LATEST MOVIES
Limitless
POSTED on March 28th, 2011 at 7:28 am
★★★We don't care if he stepped on a thousand necks to get there, we love the guy on top of the pile. And there is no one in Hollywood who embodies the winner more than Bradley Cooper. If you've read my blog over the years, you'll know about my hatred for The Hangover, and dear ol Brad is the reason why. I want to be clear here: I have nothing against this man personally. I have never met Mr. Cooper and I'm sure he's lovely. In fact I bet if we started hanging out in a bar, I'd wanna be his best friend inside 15 minutes. He could steal the woman off my arm and I'd be totally cool with it, chalk it up to "taking a hit for the team". Cooper oozes a learned charisma, the funny, self-aware yet irreverent everyman every guy sees themselves as. Even his rise to fame is likable: after paying his dues with bit parts on Sex & The City and Law & Order for the better part of a decade, he gets a break in Wedding Crashers, portraying a douche bag to perfection. He then leapfrogs to bona-fide leading man status in just 5 short years. The man is a born winner.
I have one problem with this - winners are dickheads.
Now I don't want this to come off as veiled jealously (even if it is), but other than being good at everything he does, having a slightly oversized nose and a perfect abdomen, why should we care about Bradley Cooper? There is nothing vulnerable or genuine about this guy at all. Never since the invention of Matthew McConuaghey has there been an actor so unwilling to appear weak. All the coolest guys in Cinema - Bogart, Brando, Dean, McQueen, Nicholson - they all had a wild unpredictability. They weren't afraid of anything, even being afraid. Mr. Cooper is just some dude who always comes out on top. Put this guy in a movie about a drug that lets you access the 90% of your brain you don't use, and all you've got is a story about winner who wins. Boring.
It's fun to watch somebody be really good at things for 25 minutes exactly. I still don't know how they filled up the other 80. The movie starts out with Brad as a loser (believe it or not I liked him a little here), but he quickly gets hold of a self-improvement strand of MDMA and learns languages, writes novels, beats the stock market, even becomes a kung-fu master. Yes this was as stupid to watch on screen as it reads.

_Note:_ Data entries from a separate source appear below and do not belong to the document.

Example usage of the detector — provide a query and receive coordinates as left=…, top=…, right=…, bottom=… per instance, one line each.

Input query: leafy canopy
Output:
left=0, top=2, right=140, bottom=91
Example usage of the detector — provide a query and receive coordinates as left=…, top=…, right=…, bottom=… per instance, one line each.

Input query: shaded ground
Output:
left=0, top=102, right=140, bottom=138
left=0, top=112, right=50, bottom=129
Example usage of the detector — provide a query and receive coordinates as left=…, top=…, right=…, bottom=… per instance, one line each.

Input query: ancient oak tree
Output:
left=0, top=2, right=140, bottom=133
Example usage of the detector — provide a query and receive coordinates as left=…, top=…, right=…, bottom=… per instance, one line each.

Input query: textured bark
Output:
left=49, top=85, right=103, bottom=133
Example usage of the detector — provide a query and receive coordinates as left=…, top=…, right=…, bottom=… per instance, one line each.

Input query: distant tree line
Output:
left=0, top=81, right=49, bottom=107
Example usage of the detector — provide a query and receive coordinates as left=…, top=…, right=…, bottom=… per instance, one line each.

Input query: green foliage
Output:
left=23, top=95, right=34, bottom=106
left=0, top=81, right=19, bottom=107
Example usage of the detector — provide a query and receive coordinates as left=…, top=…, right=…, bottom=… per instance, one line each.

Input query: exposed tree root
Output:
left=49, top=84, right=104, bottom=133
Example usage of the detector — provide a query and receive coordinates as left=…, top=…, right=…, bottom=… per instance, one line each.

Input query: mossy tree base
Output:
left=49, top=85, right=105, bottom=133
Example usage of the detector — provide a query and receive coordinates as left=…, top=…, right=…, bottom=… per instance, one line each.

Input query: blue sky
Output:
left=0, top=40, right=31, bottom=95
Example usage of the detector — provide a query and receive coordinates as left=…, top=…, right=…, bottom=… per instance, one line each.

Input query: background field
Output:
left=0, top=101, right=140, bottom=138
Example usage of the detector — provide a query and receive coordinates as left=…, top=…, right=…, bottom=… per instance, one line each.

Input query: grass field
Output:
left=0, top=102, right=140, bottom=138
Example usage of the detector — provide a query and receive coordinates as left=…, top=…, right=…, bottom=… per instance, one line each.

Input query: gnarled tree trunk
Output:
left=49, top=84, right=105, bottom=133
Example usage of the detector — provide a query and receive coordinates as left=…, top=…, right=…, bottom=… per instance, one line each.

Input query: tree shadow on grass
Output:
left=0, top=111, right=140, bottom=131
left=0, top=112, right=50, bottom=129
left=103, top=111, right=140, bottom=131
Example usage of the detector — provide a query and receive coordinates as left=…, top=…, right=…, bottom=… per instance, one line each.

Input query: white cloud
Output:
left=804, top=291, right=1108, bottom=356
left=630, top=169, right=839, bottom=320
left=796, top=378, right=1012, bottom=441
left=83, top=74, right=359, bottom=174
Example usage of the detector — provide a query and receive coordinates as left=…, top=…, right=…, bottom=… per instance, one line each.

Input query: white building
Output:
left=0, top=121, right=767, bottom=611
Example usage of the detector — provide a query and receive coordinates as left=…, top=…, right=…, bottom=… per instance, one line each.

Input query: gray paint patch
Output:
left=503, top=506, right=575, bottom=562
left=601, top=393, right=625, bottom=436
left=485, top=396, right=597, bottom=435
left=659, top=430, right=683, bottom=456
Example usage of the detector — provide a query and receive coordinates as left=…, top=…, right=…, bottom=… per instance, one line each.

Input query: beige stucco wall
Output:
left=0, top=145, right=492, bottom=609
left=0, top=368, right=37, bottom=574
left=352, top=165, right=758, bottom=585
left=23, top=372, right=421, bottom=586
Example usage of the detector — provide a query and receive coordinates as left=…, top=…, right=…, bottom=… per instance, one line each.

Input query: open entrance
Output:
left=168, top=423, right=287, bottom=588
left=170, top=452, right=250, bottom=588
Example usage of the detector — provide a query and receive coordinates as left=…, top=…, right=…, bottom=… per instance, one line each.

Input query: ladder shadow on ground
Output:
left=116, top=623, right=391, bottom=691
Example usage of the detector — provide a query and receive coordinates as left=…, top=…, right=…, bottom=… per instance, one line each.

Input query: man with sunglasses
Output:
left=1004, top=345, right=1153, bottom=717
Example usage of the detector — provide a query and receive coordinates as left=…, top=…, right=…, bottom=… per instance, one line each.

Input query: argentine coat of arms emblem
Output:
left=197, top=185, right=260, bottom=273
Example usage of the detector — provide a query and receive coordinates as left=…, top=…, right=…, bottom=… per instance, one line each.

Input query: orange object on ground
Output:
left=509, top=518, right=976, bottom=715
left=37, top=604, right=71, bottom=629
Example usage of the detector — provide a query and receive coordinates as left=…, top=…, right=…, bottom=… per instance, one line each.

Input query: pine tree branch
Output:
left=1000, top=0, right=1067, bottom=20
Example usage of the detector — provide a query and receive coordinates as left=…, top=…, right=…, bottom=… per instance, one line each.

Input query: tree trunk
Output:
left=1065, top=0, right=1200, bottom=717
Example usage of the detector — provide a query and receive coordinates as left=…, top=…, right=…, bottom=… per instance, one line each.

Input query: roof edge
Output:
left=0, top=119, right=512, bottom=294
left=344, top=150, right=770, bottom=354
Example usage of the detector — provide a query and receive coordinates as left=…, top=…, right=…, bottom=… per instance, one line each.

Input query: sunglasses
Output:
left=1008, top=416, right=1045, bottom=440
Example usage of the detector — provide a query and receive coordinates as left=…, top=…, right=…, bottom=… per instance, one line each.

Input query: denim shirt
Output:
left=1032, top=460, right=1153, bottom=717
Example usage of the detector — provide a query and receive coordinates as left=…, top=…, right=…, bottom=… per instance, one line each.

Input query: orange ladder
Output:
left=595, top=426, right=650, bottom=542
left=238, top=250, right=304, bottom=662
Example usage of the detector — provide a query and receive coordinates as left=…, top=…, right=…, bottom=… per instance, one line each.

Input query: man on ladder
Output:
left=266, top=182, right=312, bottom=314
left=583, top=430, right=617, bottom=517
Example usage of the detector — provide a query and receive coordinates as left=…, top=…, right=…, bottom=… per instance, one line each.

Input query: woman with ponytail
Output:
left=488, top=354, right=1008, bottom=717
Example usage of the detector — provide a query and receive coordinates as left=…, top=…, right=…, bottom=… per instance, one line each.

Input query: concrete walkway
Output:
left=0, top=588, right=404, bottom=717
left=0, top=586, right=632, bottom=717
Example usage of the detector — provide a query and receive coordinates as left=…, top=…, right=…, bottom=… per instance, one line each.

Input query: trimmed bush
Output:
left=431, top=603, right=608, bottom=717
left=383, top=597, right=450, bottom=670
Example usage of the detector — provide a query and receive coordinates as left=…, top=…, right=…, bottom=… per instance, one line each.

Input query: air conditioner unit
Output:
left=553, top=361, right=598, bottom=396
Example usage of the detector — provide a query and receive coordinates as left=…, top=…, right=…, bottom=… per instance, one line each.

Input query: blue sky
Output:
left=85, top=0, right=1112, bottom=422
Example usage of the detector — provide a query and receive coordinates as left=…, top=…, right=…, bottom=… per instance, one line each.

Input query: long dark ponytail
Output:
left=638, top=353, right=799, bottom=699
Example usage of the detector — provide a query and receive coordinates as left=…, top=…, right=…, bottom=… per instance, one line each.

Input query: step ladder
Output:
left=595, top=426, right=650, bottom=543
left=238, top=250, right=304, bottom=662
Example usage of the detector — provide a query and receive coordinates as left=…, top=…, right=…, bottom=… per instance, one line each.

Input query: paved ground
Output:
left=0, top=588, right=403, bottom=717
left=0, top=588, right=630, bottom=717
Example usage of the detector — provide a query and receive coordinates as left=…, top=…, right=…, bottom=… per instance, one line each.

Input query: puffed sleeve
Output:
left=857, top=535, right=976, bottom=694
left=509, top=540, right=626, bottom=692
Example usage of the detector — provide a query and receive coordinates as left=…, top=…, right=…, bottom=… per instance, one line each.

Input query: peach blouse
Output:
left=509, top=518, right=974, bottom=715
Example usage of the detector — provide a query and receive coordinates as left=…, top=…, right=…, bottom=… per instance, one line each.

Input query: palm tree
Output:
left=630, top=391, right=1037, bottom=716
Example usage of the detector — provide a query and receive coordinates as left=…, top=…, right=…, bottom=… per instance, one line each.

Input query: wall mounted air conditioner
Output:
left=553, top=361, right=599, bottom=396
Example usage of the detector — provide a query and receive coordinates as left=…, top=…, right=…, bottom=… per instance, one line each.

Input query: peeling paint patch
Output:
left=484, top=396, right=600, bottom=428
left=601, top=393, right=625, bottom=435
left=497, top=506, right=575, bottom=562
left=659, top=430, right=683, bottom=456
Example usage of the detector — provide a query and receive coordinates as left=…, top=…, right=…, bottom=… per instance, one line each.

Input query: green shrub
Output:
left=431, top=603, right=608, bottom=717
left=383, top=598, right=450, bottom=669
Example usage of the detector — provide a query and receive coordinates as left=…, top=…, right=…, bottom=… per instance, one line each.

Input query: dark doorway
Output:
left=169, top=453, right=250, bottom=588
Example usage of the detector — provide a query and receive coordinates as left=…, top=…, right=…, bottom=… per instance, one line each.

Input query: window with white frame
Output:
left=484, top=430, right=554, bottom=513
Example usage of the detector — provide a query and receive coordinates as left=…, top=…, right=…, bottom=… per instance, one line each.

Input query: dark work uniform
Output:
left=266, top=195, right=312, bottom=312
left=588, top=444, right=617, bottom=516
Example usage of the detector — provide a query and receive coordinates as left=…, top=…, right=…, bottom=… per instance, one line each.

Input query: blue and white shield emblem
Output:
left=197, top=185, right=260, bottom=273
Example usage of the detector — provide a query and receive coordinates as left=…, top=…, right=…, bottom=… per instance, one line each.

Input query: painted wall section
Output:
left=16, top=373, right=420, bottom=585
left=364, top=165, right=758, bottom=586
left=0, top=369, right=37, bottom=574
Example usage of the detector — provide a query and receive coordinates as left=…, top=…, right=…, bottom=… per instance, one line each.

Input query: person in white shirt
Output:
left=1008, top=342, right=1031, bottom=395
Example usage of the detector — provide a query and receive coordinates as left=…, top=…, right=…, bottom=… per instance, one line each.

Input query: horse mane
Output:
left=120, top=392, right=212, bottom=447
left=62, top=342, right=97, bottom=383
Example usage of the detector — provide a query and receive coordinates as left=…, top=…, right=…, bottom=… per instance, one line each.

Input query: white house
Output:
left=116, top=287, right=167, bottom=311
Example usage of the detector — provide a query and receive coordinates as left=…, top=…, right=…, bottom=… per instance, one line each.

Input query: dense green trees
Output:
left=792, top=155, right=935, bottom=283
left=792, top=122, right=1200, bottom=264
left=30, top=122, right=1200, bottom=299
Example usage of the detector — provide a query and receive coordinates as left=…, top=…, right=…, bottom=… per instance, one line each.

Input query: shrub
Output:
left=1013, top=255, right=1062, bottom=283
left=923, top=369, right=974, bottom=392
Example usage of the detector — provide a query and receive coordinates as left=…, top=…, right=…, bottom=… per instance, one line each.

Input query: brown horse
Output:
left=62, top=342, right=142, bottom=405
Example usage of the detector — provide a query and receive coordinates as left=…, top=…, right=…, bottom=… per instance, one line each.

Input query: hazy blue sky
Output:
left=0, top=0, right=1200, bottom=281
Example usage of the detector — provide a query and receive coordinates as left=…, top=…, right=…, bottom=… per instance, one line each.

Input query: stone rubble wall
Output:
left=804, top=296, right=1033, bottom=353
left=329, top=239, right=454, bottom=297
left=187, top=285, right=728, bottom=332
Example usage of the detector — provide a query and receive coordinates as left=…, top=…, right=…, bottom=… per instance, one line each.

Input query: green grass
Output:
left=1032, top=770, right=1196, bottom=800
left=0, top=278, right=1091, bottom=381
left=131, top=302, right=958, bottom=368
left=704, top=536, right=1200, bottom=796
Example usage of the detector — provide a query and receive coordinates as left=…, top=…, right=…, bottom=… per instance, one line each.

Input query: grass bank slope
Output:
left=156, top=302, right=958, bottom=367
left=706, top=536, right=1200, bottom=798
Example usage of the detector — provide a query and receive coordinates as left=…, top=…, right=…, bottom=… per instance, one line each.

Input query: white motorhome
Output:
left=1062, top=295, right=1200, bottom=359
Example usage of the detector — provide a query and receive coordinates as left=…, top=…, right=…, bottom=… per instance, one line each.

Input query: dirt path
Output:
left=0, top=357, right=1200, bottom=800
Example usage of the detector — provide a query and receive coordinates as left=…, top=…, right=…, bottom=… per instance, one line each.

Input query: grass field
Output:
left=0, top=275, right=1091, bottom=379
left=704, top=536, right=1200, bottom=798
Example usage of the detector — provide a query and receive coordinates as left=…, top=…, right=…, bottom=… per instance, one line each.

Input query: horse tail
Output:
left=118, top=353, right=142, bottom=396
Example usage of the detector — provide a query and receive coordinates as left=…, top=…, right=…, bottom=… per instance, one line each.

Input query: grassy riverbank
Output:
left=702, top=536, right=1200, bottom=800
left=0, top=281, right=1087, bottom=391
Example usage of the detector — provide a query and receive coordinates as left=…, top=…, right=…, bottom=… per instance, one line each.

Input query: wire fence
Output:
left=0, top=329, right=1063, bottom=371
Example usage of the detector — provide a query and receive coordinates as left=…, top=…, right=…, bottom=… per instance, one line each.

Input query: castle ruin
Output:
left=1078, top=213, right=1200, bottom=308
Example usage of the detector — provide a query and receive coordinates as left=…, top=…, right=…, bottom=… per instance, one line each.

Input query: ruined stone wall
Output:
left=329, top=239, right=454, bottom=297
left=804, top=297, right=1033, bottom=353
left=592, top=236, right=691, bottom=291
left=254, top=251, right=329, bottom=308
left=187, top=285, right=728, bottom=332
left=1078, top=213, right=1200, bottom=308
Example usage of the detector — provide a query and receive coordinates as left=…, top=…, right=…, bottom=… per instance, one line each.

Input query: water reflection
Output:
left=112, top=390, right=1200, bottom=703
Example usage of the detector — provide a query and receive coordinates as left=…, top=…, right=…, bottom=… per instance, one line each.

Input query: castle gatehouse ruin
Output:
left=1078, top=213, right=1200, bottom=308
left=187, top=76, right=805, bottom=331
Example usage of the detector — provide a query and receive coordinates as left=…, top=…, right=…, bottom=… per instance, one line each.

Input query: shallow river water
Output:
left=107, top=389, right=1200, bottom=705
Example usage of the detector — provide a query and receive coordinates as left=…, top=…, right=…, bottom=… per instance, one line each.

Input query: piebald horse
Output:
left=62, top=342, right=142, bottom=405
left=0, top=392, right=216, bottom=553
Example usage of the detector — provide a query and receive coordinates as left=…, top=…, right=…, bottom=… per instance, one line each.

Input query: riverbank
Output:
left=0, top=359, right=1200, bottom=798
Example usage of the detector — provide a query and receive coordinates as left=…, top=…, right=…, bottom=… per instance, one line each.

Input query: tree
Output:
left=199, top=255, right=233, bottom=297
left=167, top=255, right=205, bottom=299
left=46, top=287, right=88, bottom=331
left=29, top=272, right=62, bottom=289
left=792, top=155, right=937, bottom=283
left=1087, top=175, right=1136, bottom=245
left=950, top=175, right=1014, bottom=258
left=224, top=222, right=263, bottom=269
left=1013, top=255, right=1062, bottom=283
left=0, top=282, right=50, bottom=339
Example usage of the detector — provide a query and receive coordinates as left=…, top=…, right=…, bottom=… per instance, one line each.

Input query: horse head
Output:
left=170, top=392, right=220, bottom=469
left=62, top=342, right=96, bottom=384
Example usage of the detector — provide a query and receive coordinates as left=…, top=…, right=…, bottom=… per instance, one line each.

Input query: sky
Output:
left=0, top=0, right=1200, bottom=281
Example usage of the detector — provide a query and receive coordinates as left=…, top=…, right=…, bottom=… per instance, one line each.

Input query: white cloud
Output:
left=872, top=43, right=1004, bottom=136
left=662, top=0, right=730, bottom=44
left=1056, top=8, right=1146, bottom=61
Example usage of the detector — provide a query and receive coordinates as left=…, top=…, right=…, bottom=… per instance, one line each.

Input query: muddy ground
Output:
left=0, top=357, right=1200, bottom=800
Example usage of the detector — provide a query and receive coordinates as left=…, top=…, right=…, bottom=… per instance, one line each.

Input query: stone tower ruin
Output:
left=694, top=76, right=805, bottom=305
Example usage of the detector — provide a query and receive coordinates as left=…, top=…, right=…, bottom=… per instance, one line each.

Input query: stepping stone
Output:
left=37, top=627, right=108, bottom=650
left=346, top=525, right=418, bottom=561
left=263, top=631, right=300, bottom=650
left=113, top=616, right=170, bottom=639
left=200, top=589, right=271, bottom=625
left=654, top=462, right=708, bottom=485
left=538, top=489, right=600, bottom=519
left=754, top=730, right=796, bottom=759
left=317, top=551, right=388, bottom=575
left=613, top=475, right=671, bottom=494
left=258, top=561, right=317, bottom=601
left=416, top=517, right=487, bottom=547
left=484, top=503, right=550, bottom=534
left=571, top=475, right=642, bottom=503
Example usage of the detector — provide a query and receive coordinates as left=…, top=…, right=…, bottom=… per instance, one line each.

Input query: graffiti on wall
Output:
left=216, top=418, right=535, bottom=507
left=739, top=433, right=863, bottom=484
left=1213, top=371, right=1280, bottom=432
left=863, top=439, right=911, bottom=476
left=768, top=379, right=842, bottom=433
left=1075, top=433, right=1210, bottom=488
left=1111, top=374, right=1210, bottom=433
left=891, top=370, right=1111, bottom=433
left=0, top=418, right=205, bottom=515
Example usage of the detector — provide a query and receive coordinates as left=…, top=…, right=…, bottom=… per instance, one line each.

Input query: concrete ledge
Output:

There are a few clever plot twists, and Abbie Cornish is very sexy, but overall this movie was silly. Robert DeNiro once again pioneers a form of acting where it's unclear if he's aware he's in a movie, let alone speaking to other human beings. I have a theory he films all his scenes from a hologram booth in his TriBeCa loft. File this under Netflix/Lovefilm along with Tiger Blood, the video for Forever, and Season 1 of Two and Half Men now that we've seen Sheen lose his marbles. Winning.